The tolerability profile of the two-dose vaccine (AmBirix™) largely parallels that of the three-dose adult vaccine, since the two formulations are the same. Thus, in vaccinees aged 1–15 years, the most common adverse events were injection-site pain (42.4–50.7% of doses) and redness (6.6–16.1%), and general fatigue (12.4–29.2%) and headache (11.1–18.5%). Most unsolicited adverse events were mild or moderate, and most resolved in the 30-day post-vaccination period. Only 10 serious adverse events were reported; these were considered not or probably not related to the study vaccine. No major tolerability differences were identified between two different two-dose schedules of the vaccine (months 0 and 6 vs months 0 and 12).
Compared with monovalent hepatitis B vaccination or no vaccination, combined hepatitis A and B vaccination has been shown to be a cost-effective intervention in two European modelling studies in children/adolescents aged ≤15 years. Both studies considered cost-effectiveness projections (over a 30-year period) to be underestimates. In a Swiss/Austrian study, all three evaluated age groups (0–15, 1–15 and 11–15 years) demonstrated a lower overall incremental cost-effectiveness ratio (CER) for combined hepatitis A and B vaccination compared with monovalent hepatitis B vaccination. The most favourable CER (for both vaccination strategies) was obtained when vaccinating those aged 11–15 years. In a German study, compared with no vaccination, combined hepatitis A and B vaccination was predicted to prevent 57 596 new cases of hepatitis A and 45 820 new cases of hepatitis B in children/adolescents aged 1–15 years, corresponding to savings in treatment costs of DM5.1 billion.
Substituting hepatitis B vaccine with combined hepatitis A and B vaccine in US prison inmates has been shown (in a Markov model) to meet accepted standards of cost effectiveness in the US. With hepatitis A infection rates >200% the US national average, the cost effectiveness of using combined hepatitis A and B vaccine was estimated to be <$US0 per life-year saved (i.e. a reduction in health system costs). While lower rates of hepatitis A infection resulted in reduced cost effectiveness for the combined vaccine, costs (including those obtained by sensitivity analyses) remained with accepted standards.
Dosage and Administration
Each dose of combined hepatitis A and B vaccine contains 360 or 720 ELISA units of formalin-inactivated HAV (strain HM175), and 10 or 20μg of recombinant DNA, yeast-derived HBsAg, and should be injected intramuscularly into the deltoid, or into the anterolateral thigh in infants.
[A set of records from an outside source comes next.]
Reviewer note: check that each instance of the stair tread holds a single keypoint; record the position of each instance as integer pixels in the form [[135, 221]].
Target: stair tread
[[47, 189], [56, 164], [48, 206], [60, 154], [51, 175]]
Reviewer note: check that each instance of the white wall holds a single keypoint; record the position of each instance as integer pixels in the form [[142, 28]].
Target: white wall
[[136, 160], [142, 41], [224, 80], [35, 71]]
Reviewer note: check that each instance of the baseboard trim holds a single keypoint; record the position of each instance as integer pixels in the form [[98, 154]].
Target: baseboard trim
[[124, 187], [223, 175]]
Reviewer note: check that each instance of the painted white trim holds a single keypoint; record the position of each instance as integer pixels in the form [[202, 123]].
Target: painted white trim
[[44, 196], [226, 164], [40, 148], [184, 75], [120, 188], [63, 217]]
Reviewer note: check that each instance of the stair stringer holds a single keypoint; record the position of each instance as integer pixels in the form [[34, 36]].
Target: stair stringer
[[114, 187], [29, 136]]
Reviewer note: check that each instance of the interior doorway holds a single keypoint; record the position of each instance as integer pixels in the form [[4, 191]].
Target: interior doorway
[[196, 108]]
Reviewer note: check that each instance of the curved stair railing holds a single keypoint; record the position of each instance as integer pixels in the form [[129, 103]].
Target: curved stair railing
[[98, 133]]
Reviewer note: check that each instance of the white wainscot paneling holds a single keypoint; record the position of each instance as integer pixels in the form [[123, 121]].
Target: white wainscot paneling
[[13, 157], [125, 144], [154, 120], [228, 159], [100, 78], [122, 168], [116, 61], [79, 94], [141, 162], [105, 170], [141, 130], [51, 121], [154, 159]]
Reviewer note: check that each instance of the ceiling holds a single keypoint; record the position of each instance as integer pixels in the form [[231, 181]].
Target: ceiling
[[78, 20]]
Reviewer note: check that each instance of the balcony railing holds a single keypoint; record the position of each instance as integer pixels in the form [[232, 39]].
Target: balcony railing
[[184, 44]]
The recommended primary vaccination schedule is two doses (one at month 0 and one after 6–12 months [AmBirix™]) or three doses (one each given at months 0, 1 and 6 [Twinrix™ Adult and Twinrix™ Paediatric]). However, an accelerated schedule of the adult vaccine administered on days 0, 7 and 21, and at month 12, is approved in a number of countries for individuals aged ≥16 years travelling to HAV/HBV endemic regions within 1 month.
Combined hepatitis A and B vaccines are not recommended for prophylaxis after mucous membrane, ocular or percutaneous (needle-stick) exposure to HBV.